Русские отвечали улыбкой бесхитростной, а евреи проницательной:
— Ты зря время теряешь, через ваш Ученый совет еще ни один еврей не прошел.
Как всегда, это знали все, кроме меня, и мне приходилось отвечать неопределенным пожатием плеч, чувствуя себя предателем по отношению к Анфантерриблю. От которого, скорее всего, не укрылись мои маленькие шашни — узок был круг нашей секты. Скорее всего, поэтому он держался со мною так же корректно, как я с большевичками, все мои доклады припечатывал своим фирменным скрипучим «Хорошо», но защищаться не предлагал, а напрашиваться я полагал ниже своего достоинства, и без того изрядно подпорченного. Но я больше не имел права на понты и старался возместить свое чистоплюйство летними шабашками, осенними разгрузками и кражами, а на второй год проживания в Райволе я выкопал под нашей комнатой подпол, — уподобляясь графу Монте-Кристо, выносил землю в мешках. Затем обшил квадратную яму досками, навороваными ночью на станции, и бабушка Феня была в восторге: «Как шкатулочка!» А когда я загрузил туда несколько мешков картошки, заработанных в соседнем совхозе, она окончательно простила мне мою неразговорчивость. Картошка все-таки подмерзала, имела сладковатый привкус, и мы с Колдуньей называли ее бататом. Колдунью так впечатлил мой хозяйственный размах, что она предложила мне завести поросенка. «А сколько лет живут свиньи?» — невинно поинтересовался я, и Колдунья залилась своим оперным смехом: ясно, что она не позволила бы зарезать свинью, которую сама же выкормила.
Из-за своей никак не подрастающей зарплаты я заделался ужасным крохобором и в институтском буфете брал только чай, на кофе я не имел права — в этом тоже была бы нечистота! Семье все, себе минимум. Через два-три года доски в подполе сгнили так, что их можно было проткнуть пальцем, но все-таки эти два-три года мы посидели на своем батате. Так что и я чего-то стоил.
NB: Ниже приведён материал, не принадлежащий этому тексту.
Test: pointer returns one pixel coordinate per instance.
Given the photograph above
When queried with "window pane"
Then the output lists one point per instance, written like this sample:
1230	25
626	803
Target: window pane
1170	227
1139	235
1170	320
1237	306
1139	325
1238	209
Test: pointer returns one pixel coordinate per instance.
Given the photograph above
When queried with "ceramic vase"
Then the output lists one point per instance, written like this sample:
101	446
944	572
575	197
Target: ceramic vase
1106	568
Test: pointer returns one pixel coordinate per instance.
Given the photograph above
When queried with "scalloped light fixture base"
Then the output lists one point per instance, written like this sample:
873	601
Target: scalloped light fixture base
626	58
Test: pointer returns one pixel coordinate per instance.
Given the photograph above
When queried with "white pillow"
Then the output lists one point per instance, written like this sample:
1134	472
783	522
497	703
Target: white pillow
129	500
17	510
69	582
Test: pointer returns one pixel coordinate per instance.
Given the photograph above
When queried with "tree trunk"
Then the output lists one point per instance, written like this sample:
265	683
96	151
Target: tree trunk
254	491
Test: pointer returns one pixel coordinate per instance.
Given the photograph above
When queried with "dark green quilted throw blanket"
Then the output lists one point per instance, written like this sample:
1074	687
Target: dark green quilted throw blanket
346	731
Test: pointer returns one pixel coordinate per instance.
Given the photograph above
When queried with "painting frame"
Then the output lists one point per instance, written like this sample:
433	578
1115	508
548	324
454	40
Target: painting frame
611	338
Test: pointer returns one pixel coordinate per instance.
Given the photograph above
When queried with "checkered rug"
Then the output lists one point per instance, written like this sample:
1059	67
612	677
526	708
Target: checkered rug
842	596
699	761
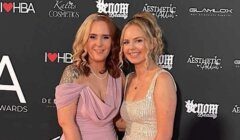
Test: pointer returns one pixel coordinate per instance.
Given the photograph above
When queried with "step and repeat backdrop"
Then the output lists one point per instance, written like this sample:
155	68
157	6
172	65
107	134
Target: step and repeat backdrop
202	52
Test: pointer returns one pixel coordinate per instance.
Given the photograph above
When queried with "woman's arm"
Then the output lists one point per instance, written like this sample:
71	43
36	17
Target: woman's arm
165	103
66	119
119	122
67	114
Диссертация у меня была готова через два года, и каждая из трех глав вполне тянула на отдельный диссерт — в том числе по числу элитных публикаций. Две-три такие у нас уже считались достижением, а у меня их было пятнадцать-шестнадцать. Не считая публикабельных отходов службы быта: отчасти из спортивного интереса, а отчасти чтобы позлить большевичек, я демонстрировал, что могу сделать печатную работу по любой теме, о которой услышал только вчера, поэтому у меня были публикации и по статистике, и по теории графов, и по сетевому планированию, и по невиданному градиентному методу в пространстве квадратичных форм (что за волшебные слова!). Об этом методе Анфантеррибль вместо своего обычного скрипучего «Хорошо» припечатал скрипучее «Вот здорово». Я набирал публикации еще и для того, чтобы ситуация с моей незащищенностью становилась все более и более неприличной. Подозреваю, правда, что мой кумир справедливо расценивал это как попытку оказать на него давление и показывал мне, что с ним такие фокусы не пройдут. Но все-таки однажды бросил мне на бегу с сердечным «ты» вместо пустого «вы»: «Ты почему не подаешь диссертацию?»